82. We Are The World
Updated: Apr 16
I’m a positive person, occasionally accused of being an optimistic 'Pollyanna'. But I'm also an experienced counsellor so I'm well aware of the unpleasant side of real life.
For me, religion isn't being on some kind of religious high. It is more practical. It's an achievable, every-day, progressive way of being.
I frequently quote from the Holy Books of diverse religions, but I also draw upon ideas from songs and the popular press. So now I’m going to quote from a song that hit the spot with humanity so profoundly that it sold 20 million copies. I think it is a perfect song for this present holiday season of 'peace and goodwill'.
Michael Jackson’s ‘We Are The World’ expressed a thought that had been growing in the planet’s consciousness:
"There comes a time, When we hear a certain call
When the world must come together as one...
We are all a part of God's great big family And the truth, you know; love is all we need.
We are the world We are the children..."
I believe that the future of this war-weary world lies, not in the hands of politicians or international conventions, but in our own hands. Its future lies in the re-spiritualisation of mankind, beginning in the family. And from there, 'the world must come together as one'.
Such a radical goal requires a new model of family life that involves the ability for women and men - and especially for youth - to have greater, not fewer, choices which reflect and preserve the diversity of the human species, whether of age, gender, race, religion, colour or culture.
We need choices which acknowledge that not all women are mothers, that the actual period of hands-on mothering is only a relatively short time in a woman's life and that also allows opportunity for women to complement mothering with the fulfilment of other roles.
‘Abdu’l‑Bahá not only calls attention to the responsibility of parents to educate all their children, but He also clearly specifies that the “training and culture of daughters is more necessary than that of sons, ”for girls will one day be mothers, and mothers are the first educators of the new generation"---Notes, Kitab-i-Aqdas. 48
To achieve this requires us to identify, and progressively implement, a range of clear unifying principles, and to find ways of applying them, that reflect the diversity of our communities, whilst acknowledging that every family situation is unique.
We need to promote the high status of parenting, and develop a variety of models which reflect positive roles for the father as well as for the mother. We need to develop and apply the skill of consultation because this is the greatest tool to achieving agreement and unity.
We must continue to give consideration to how the principle of the equality of men and women can be applied in respect of the family, so that mothers can reconcile the high status of child-rearing on the one hand, with the need to participate fully and capably in the affairs of the world on the other. Precedence must be given to developing resources, services and training needed to support these principles.

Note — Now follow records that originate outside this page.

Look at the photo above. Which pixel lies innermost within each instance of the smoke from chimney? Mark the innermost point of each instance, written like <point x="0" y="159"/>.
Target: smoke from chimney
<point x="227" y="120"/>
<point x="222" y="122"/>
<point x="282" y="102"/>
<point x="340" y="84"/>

For indigenous Maori, the unique and priceless role of women is so aptly expressed in the description of her child-bearing role - te whare tangata, the house of the people. The womb nurtures the first level of human existence. The placenta of the mother links the newly created soul to those presently on the earth, and further back to the ancestors, and to the land which nurtured them. The woman carries within her the first world of material existence. She is the link between past and future souls, between the first plane of physical existence and the next world.
The first few years of life are of crucial importance. The importance of timely provision of needs can be seen with kittens: if a kitten does not use its sight in the first 2 or 3 days of life it will remain blind.
The infant in the human world also has needs that are critical to each new phase of life. `Abdu'l-Baha said;
`A child is as a young plant: it will grow in whatever way you train it. If you rear it to be truthful, and kind, and righteous, it will grow straight, it will be fresh and tender, and will flourish. But if not, then from faulty training it will grow bent, and stand awry, and there will be no hope of changing it...Every child is potentially the light of the world-and at the same time its darkness; wherefore must the question of education be accounted as of primary importance."
In a world where men and their activities have historically taken priority, we face a unique challenge; to upend the social pyramid that places man at the top, and replace it with a kind of mental Venn diagram where the set of 'family' enfolds all possible subsets that constitute family; where all ages and generations are embraced. Where each may find a fullness of life purpose within its overlapping circles, and the world may come together as one.